If you want to take the measure of the Bulldogs' poise, look no further than the 5:45 mark of their Sweet 16 win over Syracuse and the 4:51 mark of their regional final triumph over Kansas State. That's when the favorites took the lead. Butler could have wilted or, worse, lost patience and gotten away from the things that had been working for the Bulldogs, but each time they stuck with the game plan, believed in each other and pulled out the win. They will need to react the same way if they fall behind this weekend.
Strategically, Butler's half-court defense has been one of the real revelations of this tournament. The Bulldogs don't deploy much full-court pressure, but their aggressiveness in attacking the passing lanes caused Syracuse and K-State to commit a combined 31 turnovers. This is a potential opening for their matchup with the Spartans, who were ranked eighth in the Big Ten this season in turnover margin.
By the same token, the Bulldogs have to make sure they take care of the ball themselves (they committed 20 turnovers in the win over Kansas State). That means making smart, strong passes and showing patience in the face of the best man-to-man defensive team they have played all season. If they can play their game without playing to the crowd, they'll have a real shot at winning.
MICHIGAN STATE'S INTANGIBLE: BASKETBALL IQ
I've said, written and tweeted it many times, so let me do so again here: If Basketball IQ were a measurable statistic, Draymond Green would lead the country. You've heard of a point forward? Green is a point center. During this tournament, he made two of the smartest clutch plays you'll ever see from a guy who stands 6-foot-6 and plays in the post.
In the second round against Maryland, after Greivis Vasquez put the Terps up with seven seconds remaining (Maryland had lost the lead on Green's 15-foot jumper seconds before), Green brought the ball up the court and made the game-winning assist to point guard Korie Lucious. Then, in the regional final against Tennessee, Green made a similarly beautiful feed to Raymar Morgan in the post, where Vols guard J.P. Prince had to foul him, allowing Morgan to hit the game-winning free throw.
It has been especially important for the Spartans to play smart during the tournament, because they look more like a MASH unit than a basketball team. Not only is their best player, junior point guard Kalin Lucas, out with a ruptured Achilles' tendon (remember, he got hurt late in the first half against Maryland, so they played the last 2 1/2 games without him), but backup guard Chris Allen is also playing with plantar fasciitis in his foot and starting power forward Delvon Roe is limited by a torn meniscus in his knee. Yet, the Spartans have persevered thanks to savvy play at both ends of the floor. They have limited their turnovers and taken smart shots on offense; and on defense they have "gapped" opponents by taking away their driving lanes and forcing them to shoot over the Michigan State defenders.

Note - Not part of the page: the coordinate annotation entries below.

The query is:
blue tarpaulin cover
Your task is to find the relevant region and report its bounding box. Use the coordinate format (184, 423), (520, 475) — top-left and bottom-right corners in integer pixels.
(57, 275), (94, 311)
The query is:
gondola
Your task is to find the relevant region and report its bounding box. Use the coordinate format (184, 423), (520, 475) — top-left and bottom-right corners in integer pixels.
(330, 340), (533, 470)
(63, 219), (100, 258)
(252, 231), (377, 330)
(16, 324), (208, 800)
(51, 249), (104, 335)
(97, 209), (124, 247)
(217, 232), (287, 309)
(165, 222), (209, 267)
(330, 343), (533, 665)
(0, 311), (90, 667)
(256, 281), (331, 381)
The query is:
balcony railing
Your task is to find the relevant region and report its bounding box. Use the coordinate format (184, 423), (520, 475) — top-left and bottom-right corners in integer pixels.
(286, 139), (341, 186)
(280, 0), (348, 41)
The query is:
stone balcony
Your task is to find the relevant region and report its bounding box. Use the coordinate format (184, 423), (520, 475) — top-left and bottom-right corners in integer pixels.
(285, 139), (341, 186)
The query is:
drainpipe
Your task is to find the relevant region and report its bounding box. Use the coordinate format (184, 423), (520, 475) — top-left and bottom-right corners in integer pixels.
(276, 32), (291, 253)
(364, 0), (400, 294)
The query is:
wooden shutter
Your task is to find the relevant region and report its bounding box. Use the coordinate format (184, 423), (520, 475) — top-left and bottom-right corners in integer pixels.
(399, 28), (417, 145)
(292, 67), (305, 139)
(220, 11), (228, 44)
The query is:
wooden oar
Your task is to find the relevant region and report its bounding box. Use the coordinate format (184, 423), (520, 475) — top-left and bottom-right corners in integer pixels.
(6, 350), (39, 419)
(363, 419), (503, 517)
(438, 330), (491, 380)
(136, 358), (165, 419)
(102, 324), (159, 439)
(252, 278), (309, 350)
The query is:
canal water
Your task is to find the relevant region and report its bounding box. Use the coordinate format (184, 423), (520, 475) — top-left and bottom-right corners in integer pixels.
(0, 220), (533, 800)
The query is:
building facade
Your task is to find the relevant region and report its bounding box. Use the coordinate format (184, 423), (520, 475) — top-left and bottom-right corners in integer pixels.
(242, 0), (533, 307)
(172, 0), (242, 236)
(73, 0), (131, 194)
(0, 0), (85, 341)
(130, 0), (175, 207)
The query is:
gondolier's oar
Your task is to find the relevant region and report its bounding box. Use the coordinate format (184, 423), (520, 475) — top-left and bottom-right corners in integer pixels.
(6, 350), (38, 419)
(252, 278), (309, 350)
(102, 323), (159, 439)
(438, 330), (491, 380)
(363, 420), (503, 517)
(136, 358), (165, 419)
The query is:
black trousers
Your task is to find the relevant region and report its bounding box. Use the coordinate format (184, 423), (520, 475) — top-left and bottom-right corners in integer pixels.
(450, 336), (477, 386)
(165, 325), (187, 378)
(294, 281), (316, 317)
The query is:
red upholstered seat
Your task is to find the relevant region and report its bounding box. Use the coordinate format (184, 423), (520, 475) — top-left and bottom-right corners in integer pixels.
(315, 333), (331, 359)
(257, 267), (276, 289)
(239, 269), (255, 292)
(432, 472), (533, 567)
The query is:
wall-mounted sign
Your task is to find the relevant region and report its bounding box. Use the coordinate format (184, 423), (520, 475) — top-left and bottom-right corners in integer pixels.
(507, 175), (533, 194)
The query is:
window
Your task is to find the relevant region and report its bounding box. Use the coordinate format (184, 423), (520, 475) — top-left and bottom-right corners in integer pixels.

That will be a smart idea against a Butler team that has just one player who makes better than 39 percent from three-point range.
By the way, the Spartans have also excelled in another critical intangible: luck. You don't win four NCAA tournament games by a total of 13 points without being a little bit lucky. A few more sprinkles of that Spartan magic and they'll by the ones taking the trophy home Monday night.